Data Transformation and Visualization

Digital Storytelling through data manipulation and visualization with Python and R. Epic tales cast in raw numbers and graphical aesthetics. Idiote, speculate, ideate, innovate and collaborate using dplyr, ggplot2, pandas and matplolib.

7 Key Data Analyst Skills

Install Tidyverse

ggplot2

pandas

matplotlib and seaborn

Introduction to dplyr

dplyr filter()

dplyr arrange()

dplyr select()

dplyr arrange()

dplyr summarise()

Data Transformation and Visualization

Data Science heavily involves cleansing, shaping and formatting your data before you can do the analysis. Data scientists typically spend more of their time finding and preparing data than refining models. Business analysts often have to wait weeks for their IT team to extract data from the source systems and curate relevant datasets before appropriate interrogation can take place.

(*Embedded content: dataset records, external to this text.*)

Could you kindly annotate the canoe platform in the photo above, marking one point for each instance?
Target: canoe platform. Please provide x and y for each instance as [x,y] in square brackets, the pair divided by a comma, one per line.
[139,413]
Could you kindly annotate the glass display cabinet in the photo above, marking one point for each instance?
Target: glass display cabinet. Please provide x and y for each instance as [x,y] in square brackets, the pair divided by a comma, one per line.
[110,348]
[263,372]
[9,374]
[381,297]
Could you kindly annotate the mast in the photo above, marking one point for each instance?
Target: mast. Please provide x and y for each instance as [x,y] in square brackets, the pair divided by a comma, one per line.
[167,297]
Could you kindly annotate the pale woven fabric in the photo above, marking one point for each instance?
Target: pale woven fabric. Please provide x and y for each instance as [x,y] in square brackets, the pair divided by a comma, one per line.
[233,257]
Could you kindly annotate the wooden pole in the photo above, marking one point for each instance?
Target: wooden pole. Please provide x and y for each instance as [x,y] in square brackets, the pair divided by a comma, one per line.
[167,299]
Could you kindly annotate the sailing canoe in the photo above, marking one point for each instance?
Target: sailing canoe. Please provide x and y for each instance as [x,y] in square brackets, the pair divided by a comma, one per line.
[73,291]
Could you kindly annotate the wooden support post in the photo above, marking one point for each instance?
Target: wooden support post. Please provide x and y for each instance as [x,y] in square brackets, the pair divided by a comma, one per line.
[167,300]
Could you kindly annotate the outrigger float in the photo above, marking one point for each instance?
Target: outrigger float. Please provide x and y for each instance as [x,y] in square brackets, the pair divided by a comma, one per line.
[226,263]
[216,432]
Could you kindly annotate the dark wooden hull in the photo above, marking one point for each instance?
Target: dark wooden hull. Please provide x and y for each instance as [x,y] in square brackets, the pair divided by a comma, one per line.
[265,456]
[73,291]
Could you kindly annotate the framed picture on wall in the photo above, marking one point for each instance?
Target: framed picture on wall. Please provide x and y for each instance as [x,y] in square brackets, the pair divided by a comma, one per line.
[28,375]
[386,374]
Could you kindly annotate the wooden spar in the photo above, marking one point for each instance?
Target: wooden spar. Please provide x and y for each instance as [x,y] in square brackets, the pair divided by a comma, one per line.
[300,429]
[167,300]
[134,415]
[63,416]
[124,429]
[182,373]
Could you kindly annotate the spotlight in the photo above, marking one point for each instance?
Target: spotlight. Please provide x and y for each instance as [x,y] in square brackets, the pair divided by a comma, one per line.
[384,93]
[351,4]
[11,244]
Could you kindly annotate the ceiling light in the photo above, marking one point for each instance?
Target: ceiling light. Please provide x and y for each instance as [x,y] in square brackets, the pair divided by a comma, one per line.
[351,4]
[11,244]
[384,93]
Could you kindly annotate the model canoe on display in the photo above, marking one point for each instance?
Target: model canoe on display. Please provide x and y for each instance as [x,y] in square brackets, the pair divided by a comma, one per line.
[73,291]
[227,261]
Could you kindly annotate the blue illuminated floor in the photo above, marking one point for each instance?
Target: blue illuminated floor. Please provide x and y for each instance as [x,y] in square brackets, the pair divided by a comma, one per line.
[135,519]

Powerful Data Transformation libraries

R and Python have developed powerful libraries to explore your data specify a series of operations to transform data into the format and shape and definition preferred. The type of transformation available removes many of the limitations of working with spreadsheets, which generally can’t cope with data sets that are too large to fit in memory or even in a practical sense view. R and Python programming languages permit more complex operations based on a coherent syntax approach.

Visualization

Data visualization is the graphical representation of information. By making use of charts, graphs, and maps, data visualization tools provide an accessible way to view and appreciate trends, outliers, and patterns not always discernible from the native spreadsheet. Data visualization tools and technologies shrink Big Data to essential elements that can be distilled to make decision making empirically sensitive and nimble. Data Visualization tools in Excel are substantial especially if you can leverage R or Python. See below Amortization example where we wish to understand the decomposition of principal and interest on a mortgage overtime. The BERT add in for Excel allows spreadsheets to leverage the resources for R.

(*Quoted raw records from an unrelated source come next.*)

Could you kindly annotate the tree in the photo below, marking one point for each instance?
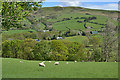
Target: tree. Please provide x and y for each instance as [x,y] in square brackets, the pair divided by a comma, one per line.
[110,41]
[95,49]
[59,50]
[14,12]
[41,50]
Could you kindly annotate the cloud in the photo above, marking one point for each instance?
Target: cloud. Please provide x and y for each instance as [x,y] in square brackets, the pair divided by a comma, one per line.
[111,6]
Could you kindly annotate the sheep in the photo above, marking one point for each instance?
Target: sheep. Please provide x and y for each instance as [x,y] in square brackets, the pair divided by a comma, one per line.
[66,62]
[42,64]
[49,61]
[56,63]
[75,61]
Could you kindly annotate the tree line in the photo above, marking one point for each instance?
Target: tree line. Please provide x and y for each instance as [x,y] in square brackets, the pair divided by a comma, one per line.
[56,50]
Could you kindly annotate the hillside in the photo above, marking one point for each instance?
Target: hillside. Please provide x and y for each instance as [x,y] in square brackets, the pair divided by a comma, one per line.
[70,18]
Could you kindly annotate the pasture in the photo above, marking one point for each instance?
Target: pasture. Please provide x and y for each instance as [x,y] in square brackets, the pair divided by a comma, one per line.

In following few pages we will use Diamond, MPG, NYCFlights13 and Titanic datasets and apply key R and Python libraries. We will engage in Exploratory Data Analysis (EDA) to summarize their main characteristics, often with visual methods. EDA provides rich information from data that reveals patterns that perhaps can be further investigated through formal modeling or hypothesis testing. John Tukey defined data analysis in 1961 as: "Procedures for analyzing data, techniques for interpreting the results of such procedures, ways of planning the gathering of data to make its analysis easier, more precise or more accurate, and all the machinery and results of (mathematical) statistics which apply to analyzing data."

Tukey's endorsement of EDA encouraged the development of statistical computing packages, especially S at Bell Labs. The S programming language inspired the systems 'S'-PLUS and R. This family of statistical-computing environments featured vastly improved dynamic visualization capabilities, which permitted data scientists to identify outliers, trends and patterns in data.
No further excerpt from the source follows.